Nous quittâmes le poignant théâtre de ma prise de conscience pour remonter dans la guimbarde de Philippe qui, toujours imperturbable, reprit son joyeux bavardage pour nous annoncer avec enthousiasme, et non sans une pointe de fierté, quelle était notre prochaine destination : la distillerie Bellevue, où nous étions conviées à une dégustation de leur célèbre rhum titrant jusqu’à cinquante-neuf degrés, privilège exclusif accordé à Marie-Galante par Napoléon, précisa Philippe. Napoléon ? Tiens donc ! Celui-là même, me dis-je amèrement, qui, abolissant les acquis de la Révolution, avait rétabli l’esclavage aux Antilles !

      Dans la chaleur de l’après-midi, après la visite des énormes cuves rutilantes dans lesquelles s’élaborait le précieux élixir, les cinquante-neuf degrés servis purs nous montèrent promptement au cerveau. Nous n’eûmes pas sitôt trempé les lèvres dans ce « brutal », que nous perçûmes sa morsure cuisante. Lorsqu’il atteignit la langue, il nous fit l’effet d’une piqûre de guêpe, nous infligea une douleur fulgurante et intense, au point d’occulter toute autre sensation, avant d’enflammer rapidement le palais. Des larmes nous montèrent aux yeux. L’instant d’après, alors que toute la bouche était à présent anesthésiée, ce fut la gorge qui s’embrasa au passage de la torche brûlante. Nous pûmes suivre son trajet jusque dans l’estomac. Nous en eûmes presque le souffle coupé, et notre teint vira au cramoisi.

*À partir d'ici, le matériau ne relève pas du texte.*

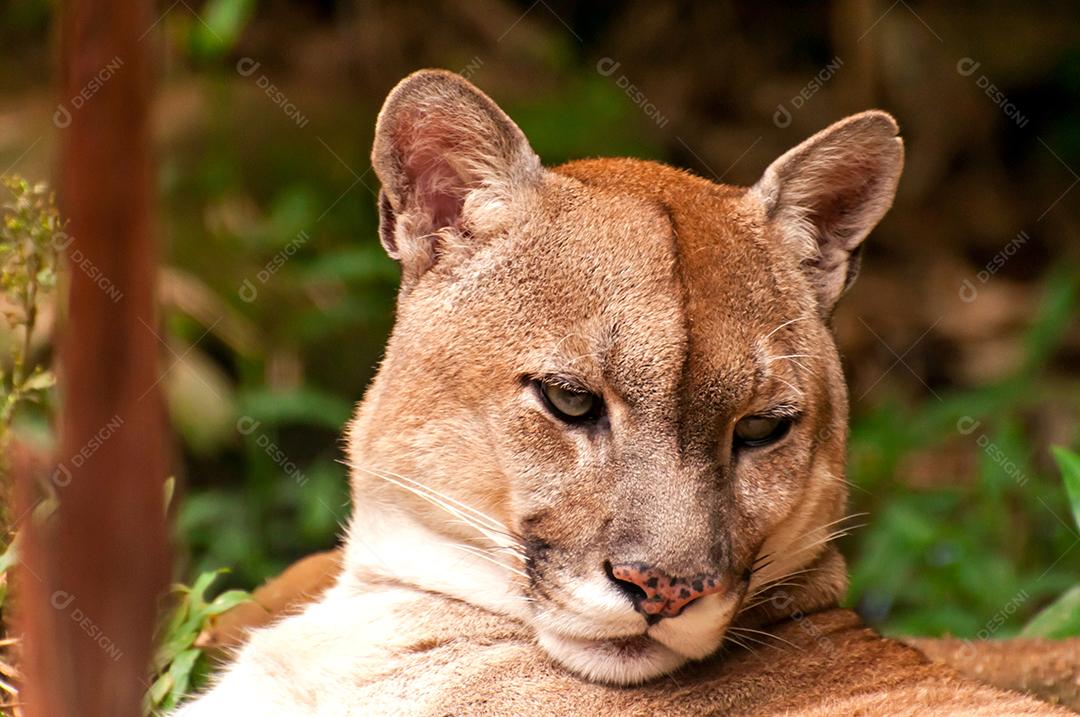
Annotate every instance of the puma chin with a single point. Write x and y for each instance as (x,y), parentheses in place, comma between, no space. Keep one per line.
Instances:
(611,405)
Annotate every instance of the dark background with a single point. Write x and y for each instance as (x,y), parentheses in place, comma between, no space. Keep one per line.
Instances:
(959,380)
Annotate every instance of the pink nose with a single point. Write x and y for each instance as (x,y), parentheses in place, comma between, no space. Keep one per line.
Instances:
(657,594)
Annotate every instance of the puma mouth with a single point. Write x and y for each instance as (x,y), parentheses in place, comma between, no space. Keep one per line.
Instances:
(656,650)
(619,661)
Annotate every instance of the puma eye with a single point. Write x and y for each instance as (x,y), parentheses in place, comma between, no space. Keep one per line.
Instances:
(754,431)
(569,405)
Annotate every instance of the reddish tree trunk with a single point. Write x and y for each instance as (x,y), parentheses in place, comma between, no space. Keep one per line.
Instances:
(94,571)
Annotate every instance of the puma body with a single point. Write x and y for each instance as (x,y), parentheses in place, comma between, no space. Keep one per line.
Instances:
(603,460)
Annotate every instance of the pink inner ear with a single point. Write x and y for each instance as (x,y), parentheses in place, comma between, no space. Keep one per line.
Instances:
(436,189)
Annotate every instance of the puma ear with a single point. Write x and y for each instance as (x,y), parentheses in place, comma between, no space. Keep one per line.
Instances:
(449,162)
(827,193)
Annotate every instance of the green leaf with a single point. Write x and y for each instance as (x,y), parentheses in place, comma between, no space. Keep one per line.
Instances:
(10,556)
(180,674)
(227,600)
(170,491)
(1058,620)
(40,381)
(161,687)
(1068,463)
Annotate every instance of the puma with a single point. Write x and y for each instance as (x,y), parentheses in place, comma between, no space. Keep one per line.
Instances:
(603,461)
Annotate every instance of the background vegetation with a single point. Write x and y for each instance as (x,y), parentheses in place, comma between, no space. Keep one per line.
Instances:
(278,298)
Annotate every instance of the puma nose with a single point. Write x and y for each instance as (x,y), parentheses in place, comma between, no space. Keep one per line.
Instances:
(656,594)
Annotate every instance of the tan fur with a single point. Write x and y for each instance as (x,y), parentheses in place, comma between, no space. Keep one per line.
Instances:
(474,572)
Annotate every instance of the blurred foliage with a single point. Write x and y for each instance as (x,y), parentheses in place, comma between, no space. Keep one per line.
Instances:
(1062,617)
(278,298)
(30,231)
(179,666)
(946,559)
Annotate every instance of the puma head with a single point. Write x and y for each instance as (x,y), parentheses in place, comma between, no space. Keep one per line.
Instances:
(611,405)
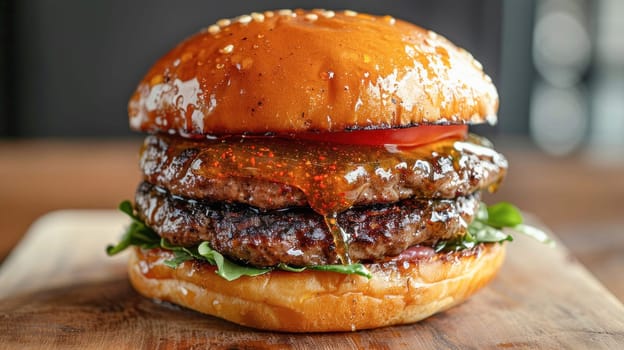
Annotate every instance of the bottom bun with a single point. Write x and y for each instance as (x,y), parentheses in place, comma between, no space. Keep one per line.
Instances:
(315,301)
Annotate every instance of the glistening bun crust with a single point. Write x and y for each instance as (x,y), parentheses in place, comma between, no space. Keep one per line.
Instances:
(290,71)
(320,301)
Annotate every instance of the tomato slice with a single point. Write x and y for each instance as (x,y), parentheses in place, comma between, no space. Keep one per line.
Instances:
(406,137)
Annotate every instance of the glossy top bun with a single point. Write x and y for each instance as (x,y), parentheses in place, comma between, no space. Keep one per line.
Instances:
(289,71)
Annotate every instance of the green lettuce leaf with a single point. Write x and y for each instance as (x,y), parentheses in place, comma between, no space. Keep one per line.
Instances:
(488,225)
(136,234)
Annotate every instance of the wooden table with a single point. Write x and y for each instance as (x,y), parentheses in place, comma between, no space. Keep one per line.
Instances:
(74,296)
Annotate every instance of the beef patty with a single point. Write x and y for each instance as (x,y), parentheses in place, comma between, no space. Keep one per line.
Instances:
(272,173)
(299,236)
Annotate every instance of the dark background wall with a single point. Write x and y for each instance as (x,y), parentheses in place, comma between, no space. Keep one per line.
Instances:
(69,67)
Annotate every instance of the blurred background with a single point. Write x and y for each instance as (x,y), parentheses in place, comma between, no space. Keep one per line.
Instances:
(67,69)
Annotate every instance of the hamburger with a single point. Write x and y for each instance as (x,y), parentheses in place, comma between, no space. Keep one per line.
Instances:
(311,171)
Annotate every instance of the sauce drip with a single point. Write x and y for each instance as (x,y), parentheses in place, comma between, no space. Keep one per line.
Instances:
(330,176)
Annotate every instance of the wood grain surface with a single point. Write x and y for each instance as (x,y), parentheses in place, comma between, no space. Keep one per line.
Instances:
(59,290)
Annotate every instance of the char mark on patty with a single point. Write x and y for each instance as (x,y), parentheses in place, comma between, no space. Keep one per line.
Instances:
(299,236)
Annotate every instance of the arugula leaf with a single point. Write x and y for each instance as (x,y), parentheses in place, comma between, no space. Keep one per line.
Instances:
(136,234)
(503,214)
(225,268)
(487,227)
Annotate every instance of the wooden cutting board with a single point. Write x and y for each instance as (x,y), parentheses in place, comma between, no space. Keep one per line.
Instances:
(59,289)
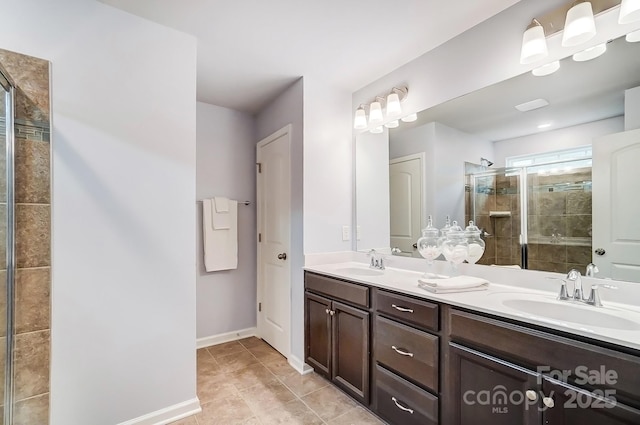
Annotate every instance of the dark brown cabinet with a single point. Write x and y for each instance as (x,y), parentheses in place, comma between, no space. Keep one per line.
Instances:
(337,337)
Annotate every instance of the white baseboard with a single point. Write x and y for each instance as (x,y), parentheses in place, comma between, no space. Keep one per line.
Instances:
(168,414)
(299,365)
(208,341)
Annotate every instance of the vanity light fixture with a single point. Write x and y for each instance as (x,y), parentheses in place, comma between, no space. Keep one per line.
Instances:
(546,69)
(409,118)
(534,44)
(580,25)
(633,37)
(590,53)
(394,98)
(629,11)
(360,121)
(375,112)
(392,124)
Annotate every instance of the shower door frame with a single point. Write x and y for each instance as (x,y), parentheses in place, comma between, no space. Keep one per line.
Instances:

      Le premier verre me fit oublier mes sombres pensées ainsi que mon penchant pour l’autoflagellation, le second nous rendit guillerettes, au troisième nous sentîmes le sol chavirer, et au quatrième Philippe dut nous escorter une à une jusqu’à la voiture.

     Je n’ai pas grand souvenir des autres trésors de l’île qu’il nous fit découvrir avant de nous ramener à notre point de départ, où nous nous échouâmes sur la plage afin de cuver tranquillement en attendant le bateau du retour. Le téléphone de Julie eut beau sonner à plusieurs reprises, elle se contenta de rester allongée, les bras en croix, terrassée par ses libations, sans même tenter le moindre effort pour répondre aux appels.